Individual study: Changes in vegetation following reduction in grazing pressure on the National Trust's Kinder Estate, Peak District, Derbyshire, England
Anderson P. & Radford E. (1994) Changes in vegetation following reduction in grazing pressure on the National Trust's Kinder Estate, Peak District, Derbyshire, England. Biological Conservation, 69, 55-63
This study is summarised as evidence for the intervention(s) shown on the right. The icon shows which synopsis it is relevant to.
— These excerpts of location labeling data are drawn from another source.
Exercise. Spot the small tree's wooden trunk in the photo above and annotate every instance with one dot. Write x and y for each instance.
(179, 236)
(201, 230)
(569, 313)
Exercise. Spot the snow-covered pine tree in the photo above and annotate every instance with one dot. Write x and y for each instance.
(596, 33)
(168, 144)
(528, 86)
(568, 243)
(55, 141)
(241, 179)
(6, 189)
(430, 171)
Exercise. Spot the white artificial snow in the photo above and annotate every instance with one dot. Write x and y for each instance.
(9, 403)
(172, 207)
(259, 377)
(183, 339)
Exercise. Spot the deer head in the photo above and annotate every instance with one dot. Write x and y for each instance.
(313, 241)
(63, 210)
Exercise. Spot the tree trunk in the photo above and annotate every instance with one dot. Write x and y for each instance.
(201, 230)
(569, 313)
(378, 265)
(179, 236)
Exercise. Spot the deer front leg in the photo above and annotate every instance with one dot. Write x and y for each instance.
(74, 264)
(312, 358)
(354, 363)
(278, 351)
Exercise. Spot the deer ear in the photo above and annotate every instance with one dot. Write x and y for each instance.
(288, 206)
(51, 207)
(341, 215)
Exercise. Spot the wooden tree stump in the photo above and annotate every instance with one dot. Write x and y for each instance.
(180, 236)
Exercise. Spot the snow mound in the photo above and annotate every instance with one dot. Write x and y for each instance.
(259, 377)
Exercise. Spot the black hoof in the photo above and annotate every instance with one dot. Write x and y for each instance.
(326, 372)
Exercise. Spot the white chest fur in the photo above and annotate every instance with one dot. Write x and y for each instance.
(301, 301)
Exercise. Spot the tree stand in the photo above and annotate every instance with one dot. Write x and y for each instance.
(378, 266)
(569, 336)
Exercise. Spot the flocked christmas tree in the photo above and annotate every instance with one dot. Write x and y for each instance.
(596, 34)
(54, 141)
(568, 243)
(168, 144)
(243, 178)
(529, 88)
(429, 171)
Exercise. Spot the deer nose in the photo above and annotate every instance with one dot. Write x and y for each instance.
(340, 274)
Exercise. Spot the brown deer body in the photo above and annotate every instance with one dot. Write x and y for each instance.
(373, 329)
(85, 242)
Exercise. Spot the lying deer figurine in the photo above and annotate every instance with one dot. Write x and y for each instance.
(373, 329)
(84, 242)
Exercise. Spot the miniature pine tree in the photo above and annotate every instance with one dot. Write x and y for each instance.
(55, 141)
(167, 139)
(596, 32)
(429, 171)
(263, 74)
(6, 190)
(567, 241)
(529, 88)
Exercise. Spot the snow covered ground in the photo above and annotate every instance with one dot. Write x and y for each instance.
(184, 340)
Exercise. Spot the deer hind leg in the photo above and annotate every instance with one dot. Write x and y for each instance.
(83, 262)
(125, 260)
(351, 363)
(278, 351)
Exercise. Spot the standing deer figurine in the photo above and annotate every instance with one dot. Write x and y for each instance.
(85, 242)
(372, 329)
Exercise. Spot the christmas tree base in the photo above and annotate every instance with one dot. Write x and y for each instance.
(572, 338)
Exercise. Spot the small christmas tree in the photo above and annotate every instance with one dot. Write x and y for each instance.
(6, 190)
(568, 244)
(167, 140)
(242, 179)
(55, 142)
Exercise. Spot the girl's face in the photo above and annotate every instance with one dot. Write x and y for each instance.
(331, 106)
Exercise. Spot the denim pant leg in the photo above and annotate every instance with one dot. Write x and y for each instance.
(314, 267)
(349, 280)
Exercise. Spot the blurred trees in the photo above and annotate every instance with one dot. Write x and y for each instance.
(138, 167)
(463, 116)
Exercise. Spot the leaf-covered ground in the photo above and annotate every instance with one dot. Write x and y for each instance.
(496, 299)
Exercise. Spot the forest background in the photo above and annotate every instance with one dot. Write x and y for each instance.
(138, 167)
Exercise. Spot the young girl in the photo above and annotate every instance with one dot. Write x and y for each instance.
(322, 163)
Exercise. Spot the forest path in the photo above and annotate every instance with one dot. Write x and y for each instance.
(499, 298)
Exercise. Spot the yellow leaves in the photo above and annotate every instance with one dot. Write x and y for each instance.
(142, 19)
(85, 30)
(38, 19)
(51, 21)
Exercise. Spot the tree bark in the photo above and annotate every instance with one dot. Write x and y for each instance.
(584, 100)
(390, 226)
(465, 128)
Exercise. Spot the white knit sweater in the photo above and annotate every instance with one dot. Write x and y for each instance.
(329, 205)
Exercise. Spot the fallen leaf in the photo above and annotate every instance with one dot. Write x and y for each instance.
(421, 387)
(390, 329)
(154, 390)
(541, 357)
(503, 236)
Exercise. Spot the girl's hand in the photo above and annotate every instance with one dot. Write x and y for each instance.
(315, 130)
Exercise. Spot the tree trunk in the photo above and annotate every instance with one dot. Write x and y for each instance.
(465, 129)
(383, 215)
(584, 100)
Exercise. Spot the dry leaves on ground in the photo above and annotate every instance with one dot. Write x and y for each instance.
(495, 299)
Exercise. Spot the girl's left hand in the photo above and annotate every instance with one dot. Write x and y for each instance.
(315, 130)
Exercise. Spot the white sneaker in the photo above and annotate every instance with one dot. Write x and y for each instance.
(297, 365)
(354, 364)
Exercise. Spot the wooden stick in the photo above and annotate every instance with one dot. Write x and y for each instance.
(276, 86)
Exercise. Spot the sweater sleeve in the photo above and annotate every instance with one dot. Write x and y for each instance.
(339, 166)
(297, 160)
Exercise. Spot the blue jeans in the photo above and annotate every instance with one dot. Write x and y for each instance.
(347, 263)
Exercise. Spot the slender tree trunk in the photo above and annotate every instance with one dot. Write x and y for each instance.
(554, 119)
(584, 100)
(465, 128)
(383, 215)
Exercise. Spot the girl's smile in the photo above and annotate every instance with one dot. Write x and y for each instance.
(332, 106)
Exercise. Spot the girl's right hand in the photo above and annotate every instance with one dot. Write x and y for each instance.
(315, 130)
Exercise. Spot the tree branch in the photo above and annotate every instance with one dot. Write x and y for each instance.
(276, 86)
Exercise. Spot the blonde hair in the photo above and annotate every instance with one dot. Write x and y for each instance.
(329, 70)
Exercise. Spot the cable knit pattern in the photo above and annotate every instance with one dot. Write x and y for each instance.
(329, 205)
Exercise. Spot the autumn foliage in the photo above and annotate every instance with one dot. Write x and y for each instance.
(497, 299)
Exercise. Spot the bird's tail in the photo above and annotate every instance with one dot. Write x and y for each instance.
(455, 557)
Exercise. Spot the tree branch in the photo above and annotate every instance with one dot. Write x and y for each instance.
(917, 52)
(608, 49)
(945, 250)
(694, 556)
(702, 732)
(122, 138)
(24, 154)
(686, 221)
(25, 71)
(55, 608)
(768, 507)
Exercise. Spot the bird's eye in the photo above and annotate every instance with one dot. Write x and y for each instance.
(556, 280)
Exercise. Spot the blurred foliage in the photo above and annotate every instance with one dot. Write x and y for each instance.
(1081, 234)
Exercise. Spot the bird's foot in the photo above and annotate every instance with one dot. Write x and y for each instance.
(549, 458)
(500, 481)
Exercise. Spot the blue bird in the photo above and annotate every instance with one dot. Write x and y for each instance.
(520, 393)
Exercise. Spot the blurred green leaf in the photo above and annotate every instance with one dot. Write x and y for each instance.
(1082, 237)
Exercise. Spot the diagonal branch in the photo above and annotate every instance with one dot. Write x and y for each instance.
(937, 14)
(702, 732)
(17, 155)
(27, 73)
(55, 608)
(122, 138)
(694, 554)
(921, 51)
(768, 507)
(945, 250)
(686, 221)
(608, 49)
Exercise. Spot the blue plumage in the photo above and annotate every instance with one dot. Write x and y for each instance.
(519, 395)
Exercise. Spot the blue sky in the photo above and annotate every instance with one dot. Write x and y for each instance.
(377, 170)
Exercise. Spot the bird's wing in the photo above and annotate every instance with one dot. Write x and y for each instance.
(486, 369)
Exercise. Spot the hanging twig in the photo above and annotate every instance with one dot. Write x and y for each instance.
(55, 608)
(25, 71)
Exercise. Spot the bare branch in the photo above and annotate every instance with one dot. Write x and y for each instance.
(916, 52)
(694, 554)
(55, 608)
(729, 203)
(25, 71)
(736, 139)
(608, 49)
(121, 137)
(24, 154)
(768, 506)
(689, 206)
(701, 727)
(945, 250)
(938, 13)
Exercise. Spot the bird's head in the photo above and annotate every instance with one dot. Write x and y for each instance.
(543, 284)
Reduce number of livestock
A before-and-after trial in 1983–1990 at a moorland site in the UK (Anderson & Radford 1994) found that reducing sheep density increased the abundance of shrub and grass species. Cover was higher seven years after sheep removal for the shrubs common heather Calluna vulgaris (16%) and bilberry Vaccinium myrtillus (14%) than before removal (heather: 0%; bilberry: 1%). Cover and biomass of wavy-hair grass Deschampsia flexuosa were also higher seven years after sheep removal (cover: 83%; biomass: 56 g/plot) than before sheep removal (cover: 41%; biomass: 9 g/plot). Between 1982 and 1990 sheep numbers were reduced from 2.5 ewes/ha to 0.3 ewes/ha (with some fluctuations between). Vegetation cover was measured each spring at 1 m intervals along 10 permanent transects per plot.